The Scottish youth labour market continued its strong performance of recent months with the youth unemployment rate now down 6.8 percentage points over the year to December to February. The Scottish youth unemployment rate of 16.1 per cent is lower than the UK rate of 20.6 per cent and the Scottish youth employment rate of 56.7 per cent is higher than the UK rate of 49.7 per cent.
The news coincided with an announcement by Scottish Power of plans to create 2500 jobs over the next decade.

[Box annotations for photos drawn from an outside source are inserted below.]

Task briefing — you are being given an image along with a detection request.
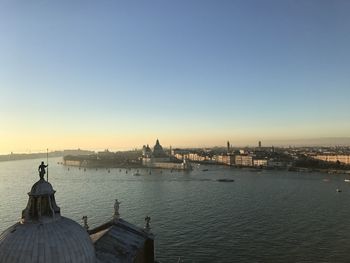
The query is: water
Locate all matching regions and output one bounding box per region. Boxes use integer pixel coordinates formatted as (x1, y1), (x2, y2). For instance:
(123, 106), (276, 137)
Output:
(0, 159), (350, 262)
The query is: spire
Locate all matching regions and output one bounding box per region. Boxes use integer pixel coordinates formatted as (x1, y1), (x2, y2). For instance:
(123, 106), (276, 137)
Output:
(113, 199), (121, 223)
(21, 166), (61, 224)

The company plans to take on hundreds of engineers in order to make improvements to its grid network.
Visiting Scottish Power’s Hamilton offices to announce the major jobs boost Finance Secretary John Swinney said:
“It is very welcome to see these positive trends in employment and in economic growth for Scotland.
“Today’s figures show the highest increase in employment in a single quarter for twelve years with an increase of 39,000 jobs and unemployment is now below the 200,000 mark for the first time in over three years.
“These figures also show Scotland’s economy growing faster than the UK’s at the end of 2012 with a second consecutive quarter of growth.”
Mr Swinney said the Scottish government was adopting a specifically Scottish approach to increase competitiveness and build a sustainable economy.
The Finance Secretary added: “Today Scottish Power has announced its intention to create thousands of jobs in the West of Scotland and this is testament to our skills base and is welcome news for the area.
“We can build on these figures for the future but we can’t allow the UK Government’s economic policies to derail the positive developments we are seeing in Scotland.”
Scottish Labour finance spokesman Ken Macintosh said the Scottish government should be doing “so much more”.
He added: “Scottish women and young people are disproportionately affected by this recession, and the growth in the numbers of long-term unemployed will leave a scar for years to come.
“This is the same group who are being hit hardest by underemployment, so they desperately need access to training and part-time college places to keep their skills updated and help them into work.”
Yesterday saw the IMF slash its growth forecasts for the UK. The IMF said that the UK’s economy will grow by a mere 0.7% this year and by 1.5% in 2014 – a 0.3 percentage point cut for each year.
There was further good news for the Scottish economy when new figures showed that retail sales experienced their best performance for two years.